L'homme qui paroissoit avoir environ cinquante ans, portoit une de ces figures caractérisées par de grandes épreuves. Lorsque la fougue de l'âge est passée, et que la lutte des passions et de la raison commence à s'affoiblir, on apperçoit au-dehors, avec le triomphe de la vertu, les cicatrices du cœur. Il reste dans les traits une empreinte d'austère mélancolie qui effarouche au premier abord; et ce n'est que lorsqu'on a mieux connu l'homme, lorsqu'on a pénétré dans son ame, qu'on s'attache à lui et qu'on l'aime.
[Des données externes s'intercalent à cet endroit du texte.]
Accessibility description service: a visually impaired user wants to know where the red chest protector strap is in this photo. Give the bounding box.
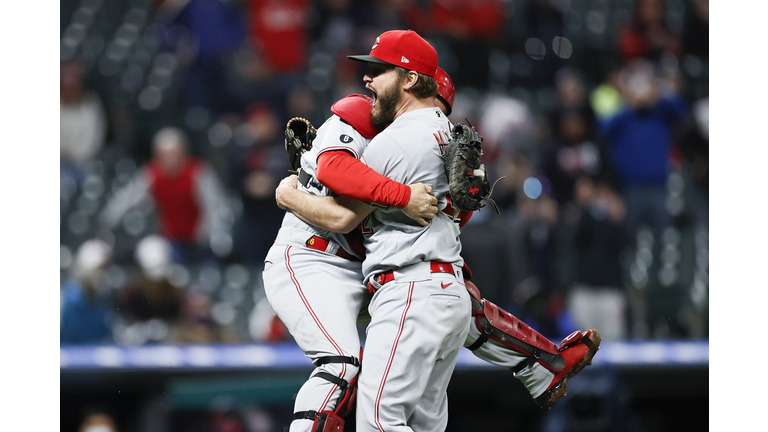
[442,195,474,228]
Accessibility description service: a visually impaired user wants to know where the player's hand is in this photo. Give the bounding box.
[275,175,299,210]
[402,183,438,227]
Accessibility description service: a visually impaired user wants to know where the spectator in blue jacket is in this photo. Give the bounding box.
[601,59,687,235]
[60,240,114,344]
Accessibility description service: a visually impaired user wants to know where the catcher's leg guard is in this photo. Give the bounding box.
[534,329,601,409]
[465,287,562,371]
[289,354,360,432]
[463,280,601,408]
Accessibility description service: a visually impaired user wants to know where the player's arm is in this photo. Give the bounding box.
[276,175,373,234]
[317,150,437,225]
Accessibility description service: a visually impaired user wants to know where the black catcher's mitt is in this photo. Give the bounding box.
[443,122,503,214]
[285,117,317,172]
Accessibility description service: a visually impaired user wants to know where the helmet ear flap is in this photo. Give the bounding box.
[435,67,454,115]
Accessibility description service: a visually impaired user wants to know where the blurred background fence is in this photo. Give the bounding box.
[59,0,709,430]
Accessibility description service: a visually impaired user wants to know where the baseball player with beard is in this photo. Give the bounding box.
[342,30,468,432]
[270,31,600,431]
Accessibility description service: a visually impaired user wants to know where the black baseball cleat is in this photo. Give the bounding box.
[534,329,601,409]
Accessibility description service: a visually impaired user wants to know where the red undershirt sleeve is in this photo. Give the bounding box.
[316,150,411,208]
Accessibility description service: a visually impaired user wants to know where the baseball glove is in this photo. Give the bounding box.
[285,117,317,172]
[443,122,504,214]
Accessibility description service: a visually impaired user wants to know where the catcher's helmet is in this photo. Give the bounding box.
[435,67,455,116]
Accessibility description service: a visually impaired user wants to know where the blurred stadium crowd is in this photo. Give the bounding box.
[60,0,708,347]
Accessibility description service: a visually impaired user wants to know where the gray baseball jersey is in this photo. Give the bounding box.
[359,107,463,281]
[354,107,471,432]
[281,114,370,259]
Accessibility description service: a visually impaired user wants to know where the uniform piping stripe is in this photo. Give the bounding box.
[318,146,360,159]
[374,281,415,432]
[284,245,346,412]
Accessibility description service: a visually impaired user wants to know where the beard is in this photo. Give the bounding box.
[370,78,403,129]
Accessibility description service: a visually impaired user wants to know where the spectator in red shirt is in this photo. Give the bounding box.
[247,0,311,75]
[99,127,229,264]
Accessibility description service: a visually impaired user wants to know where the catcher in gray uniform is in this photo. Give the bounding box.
[264,93,440,432]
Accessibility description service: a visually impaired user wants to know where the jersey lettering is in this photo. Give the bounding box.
[435,130,450,155]
[339,134,353,143]
[360,214,374,235]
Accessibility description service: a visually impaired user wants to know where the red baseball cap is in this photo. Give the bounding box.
[348,30,438,77]
[435,67,455,115]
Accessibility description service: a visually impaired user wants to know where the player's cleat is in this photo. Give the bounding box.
[534,329,601,409]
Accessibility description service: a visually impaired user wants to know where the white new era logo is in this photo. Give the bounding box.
[401,56,410,63]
La jeune fille, car son visage étoit évidemment celui d'une vierge, annonçoit de seize à dix-huit ans. Jamais je n'avois vu tant de beauté unie à tant de naïveté. A l'étonnement, à l'émotion, à la curiosité qui se peignoit dans tous ses traits, il étoit facile de deviner que j'étois le premier homme civilisé qui paroissoit devant elle. Sa timidité, sa pudeur et ses graces, étoient l'ouvrage de la seule nature. Il me sembla être tout-à-coup transporté au premier âge du monde et me trouver au sein de la famille de quelqu'ancien patriarche. L'habillement de l'homme étoit fait de peau d'ours; celui de la jeune fille d'une peau de brebis.
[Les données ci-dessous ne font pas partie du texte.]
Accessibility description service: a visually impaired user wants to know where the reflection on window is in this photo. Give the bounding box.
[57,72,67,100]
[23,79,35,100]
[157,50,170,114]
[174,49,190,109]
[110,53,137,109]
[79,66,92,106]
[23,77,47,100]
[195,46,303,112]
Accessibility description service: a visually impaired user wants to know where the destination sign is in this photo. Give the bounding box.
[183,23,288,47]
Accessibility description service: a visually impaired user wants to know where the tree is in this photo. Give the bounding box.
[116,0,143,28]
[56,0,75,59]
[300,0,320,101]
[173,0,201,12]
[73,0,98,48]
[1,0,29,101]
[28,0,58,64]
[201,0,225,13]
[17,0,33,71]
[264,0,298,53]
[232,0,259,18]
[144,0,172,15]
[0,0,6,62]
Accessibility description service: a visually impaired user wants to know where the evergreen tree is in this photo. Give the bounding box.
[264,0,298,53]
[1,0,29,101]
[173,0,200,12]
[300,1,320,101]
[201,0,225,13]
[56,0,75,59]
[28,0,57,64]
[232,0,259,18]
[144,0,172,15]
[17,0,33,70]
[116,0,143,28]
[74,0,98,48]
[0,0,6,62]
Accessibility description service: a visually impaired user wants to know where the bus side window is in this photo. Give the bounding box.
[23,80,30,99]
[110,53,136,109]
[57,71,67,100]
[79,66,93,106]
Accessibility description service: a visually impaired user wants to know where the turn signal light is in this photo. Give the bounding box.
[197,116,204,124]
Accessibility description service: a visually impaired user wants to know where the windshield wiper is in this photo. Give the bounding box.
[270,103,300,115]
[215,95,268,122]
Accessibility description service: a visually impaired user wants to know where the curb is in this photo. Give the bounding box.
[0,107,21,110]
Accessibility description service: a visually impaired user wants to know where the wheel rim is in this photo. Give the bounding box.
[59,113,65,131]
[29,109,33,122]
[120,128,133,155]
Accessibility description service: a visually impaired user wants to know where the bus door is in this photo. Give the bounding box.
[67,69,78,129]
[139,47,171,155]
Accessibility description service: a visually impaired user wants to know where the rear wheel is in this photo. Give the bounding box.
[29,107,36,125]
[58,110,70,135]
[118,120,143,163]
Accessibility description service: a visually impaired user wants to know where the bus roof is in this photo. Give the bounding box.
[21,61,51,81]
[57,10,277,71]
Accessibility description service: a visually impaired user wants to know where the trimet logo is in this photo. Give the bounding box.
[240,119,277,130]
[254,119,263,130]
Le père, car je ne tardai pas à apprendre que la jeune personne étoit sa fille, ne s'occupa d'abord que de savoir qui j'étois, d'où je venois et par quel moyen incompréhensible j'avois escaladé l'enceinte du vallon. Je lus sur son visage que mes réponses l'avoient satisfait, et ce n'est que de ce moment que je le fus aussi moi-même. Si rien ne trouble autant l'esprit que la crainte de déplaire, il n'est rien aussi qui rende la respiration plus libre que la certitude d'être vu d'un bon œil par les personnes chez qui l'on se trouve pour la première fois.
Je ne pus m'empêcher de lui adresser à mon tour une foule de questions: voici les seuls éclaircissemens qu'il jugea à propos de me donner pour l'instant.
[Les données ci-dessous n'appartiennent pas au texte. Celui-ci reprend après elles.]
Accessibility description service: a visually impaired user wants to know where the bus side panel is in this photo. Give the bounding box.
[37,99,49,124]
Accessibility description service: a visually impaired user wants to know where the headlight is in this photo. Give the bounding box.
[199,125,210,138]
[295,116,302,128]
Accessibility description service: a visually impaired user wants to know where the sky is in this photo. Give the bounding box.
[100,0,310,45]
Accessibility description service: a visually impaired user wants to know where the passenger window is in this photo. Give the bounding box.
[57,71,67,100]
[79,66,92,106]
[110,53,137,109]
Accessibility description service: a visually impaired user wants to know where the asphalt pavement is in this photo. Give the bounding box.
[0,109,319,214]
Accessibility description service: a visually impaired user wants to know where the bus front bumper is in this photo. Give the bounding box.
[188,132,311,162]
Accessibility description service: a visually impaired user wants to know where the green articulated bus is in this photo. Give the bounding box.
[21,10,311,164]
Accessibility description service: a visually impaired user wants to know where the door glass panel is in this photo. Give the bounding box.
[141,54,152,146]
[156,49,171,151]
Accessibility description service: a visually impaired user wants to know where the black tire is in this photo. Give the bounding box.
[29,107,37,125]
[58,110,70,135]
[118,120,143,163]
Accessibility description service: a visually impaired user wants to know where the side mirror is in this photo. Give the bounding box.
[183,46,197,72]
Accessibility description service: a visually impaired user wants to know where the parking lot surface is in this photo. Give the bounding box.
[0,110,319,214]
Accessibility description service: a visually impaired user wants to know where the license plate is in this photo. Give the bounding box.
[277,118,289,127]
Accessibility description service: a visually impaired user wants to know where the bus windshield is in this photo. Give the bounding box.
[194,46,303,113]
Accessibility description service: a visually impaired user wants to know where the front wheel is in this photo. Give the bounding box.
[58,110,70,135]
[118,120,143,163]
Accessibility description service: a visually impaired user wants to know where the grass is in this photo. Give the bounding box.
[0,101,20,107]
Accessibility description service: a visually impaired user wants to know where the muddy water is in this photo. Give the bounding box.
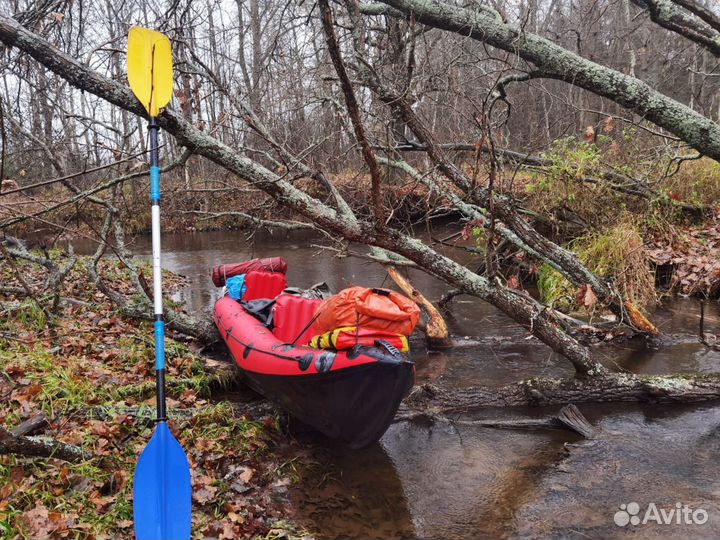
[110,229,720,539]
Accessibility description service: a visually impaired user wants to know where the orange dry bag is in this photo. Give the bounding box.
[314,286,420,336]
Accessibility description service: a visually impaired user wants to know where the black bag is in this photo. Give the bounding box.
[240,298,276,328]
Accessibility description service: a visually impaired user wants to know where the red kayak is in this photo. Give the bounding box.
[212,260,415,448]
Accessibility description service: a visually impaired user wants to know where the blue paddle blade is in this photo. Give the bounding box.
[134,422,192,540]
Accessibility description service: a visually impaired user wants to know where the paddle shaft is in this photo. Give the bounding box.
[149,117,167,422]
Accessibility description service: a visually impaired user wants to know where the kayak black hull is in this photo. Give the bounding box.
[240,360,414,448]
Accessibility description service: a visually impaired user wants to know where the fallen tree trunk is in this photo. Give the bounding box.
[445,404,596,438]
[398,372,720,414]
[188,349,720,412]
[385,265,452,348]
[119,297,220,345]
[85,398,276,427]
[90,351,718,439]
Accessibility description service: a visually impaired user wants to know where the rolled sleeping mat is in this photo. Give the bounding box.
[211,257,288,286]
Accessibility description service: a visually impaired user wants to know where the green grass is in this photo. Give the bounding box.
[13,300,47,332]
[0,248,305,539]
[538,221,657,312]
[537,263,574,311]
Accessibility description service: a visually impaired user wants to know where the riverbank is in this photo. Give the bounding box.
[0,252,308,539]
[0,171,440,238]
[3,232,720,539]
[5,157,719,312]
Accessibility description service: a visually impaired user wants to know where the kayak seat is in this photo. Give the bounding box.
[243,271,288,302]
[272,294,323,345]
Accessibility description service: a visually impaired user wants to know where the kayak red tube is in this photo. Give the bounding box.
[213,286,415,448]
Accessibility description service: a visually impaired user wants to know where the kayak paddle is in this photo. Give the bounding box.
[127,26,192,540]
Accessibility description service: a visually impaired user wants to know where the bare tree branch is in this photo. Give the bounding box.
[367,0,720,161]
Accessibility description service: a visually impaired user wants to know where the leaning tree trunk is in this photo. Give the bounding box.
[366,0,720,162]
[336,4,657,334]
[0,16,604,374]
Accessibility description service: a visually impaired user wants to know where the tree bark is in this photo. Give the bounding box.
[0,426,91,463]
[422,404,597,438]
[668,0,720,32]
[385,265,451,347]
[633,0,720,57]
[11,412,49,437]
[119,298,221,345]
[398,372,720,415]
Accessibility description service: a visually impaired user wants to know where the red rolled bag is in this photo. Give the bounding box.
[211,257,288,286]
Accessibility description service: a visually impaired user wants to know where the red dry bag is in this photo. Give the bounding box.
[211,257,287,286]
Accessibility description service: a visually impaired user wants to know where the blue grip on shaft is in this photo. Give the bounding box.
[150,166,161,202]
[154,320,166,370]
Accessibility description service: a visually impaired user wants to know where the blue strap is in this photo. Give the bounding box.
[150,166,161,202]
[154,320,166,370]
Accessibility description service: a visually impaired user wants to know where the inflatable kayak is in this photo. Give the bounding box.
[212,260,415,448]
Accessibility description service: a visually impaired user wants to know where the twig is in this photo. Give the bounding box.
[0,147,152,196]
[449,404,596,438]
[0,149,189,230]
[0,425,91,463]
[438,288,464,309]
[173,210,317,231]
Il y avoit trois ans qu'ils vivoient dans ce vallon avec six autres personnes que je ne tarderois pas à voir. Le sentier qui les y avoit conduits étoit alors plus large; il leur avoit permis d'y introduire avec eux plusieurs animaux. C'étoient eux-mêmes qui avoient depuis brisé la corniche. Ils n'imaginoient pas qu'ils pussent être visités par aucun autre être vivant que les aigles et les chamois. Ces derniers animaux ne se hasardoient encore à franchir cette périlleuse route que lorsqu'ils étoient vivement poursuivis. Le retour même leur étoit impraticable, de sorte que ceux qui pénétroient dans le Vallon s'y trouvoient prisonniers pour le reste de leur vie.
Pendant notre entretien, Dina, c'étoit le nom de la jeune personne, avoit pris une quenouille et filoit au fuseau, en jetant sur moi de tems en tems, à la dérobée, quelques regards de curiosité autant que d'étonnement; l'un et l'autre sentimens étoient bien naturels à la vue de mon étrange visite et de mon habillement tout aussi étrange.
«Ah! les voilà,» s'écria-t-elle tout-à-coup. A l'instant la porte s'ouvre, et je vois entrer deux hommes qui me parurent un père et son fils. L'un et l'autre avoient de ces belles figures à la Henri IV, qui respirent la franchise et attirent la confiance. Ils étoient également vêtus de peaux de bêtes, et portoient sur leur épaule des outils d'agriculture qu'ils allèrent déposer dans une pièce voisine de celle où nous étions.
Tous deux en m'appercevant poussèrent un cri de surprise; mais le plus âgé reprit sa gaîté ordinaire aussitôt qu'il eut observé la tranquillité de son ami. «Monsieur, dit-il, vous êtes apparemment venu ici sur le dos de quelqu'aigle. J'imagine que votre étonnement est égal au nôtre, et que vous ne vous attendiez guères à trouver des hommes si près du ciel.»
Tandis que je lui répétois l'histoire de mon voyage, on apprêtoit le souper dans la pièce voisine, et peu de tems après il fut servi.
Je m'attendois à un très-frugal repas de racines; mais une jeune femme, qui paroissoit être la domestique, garnit la table d'un plat de belles truites, de pain blanc et de bouteilles de bierre faite dans le Vallon.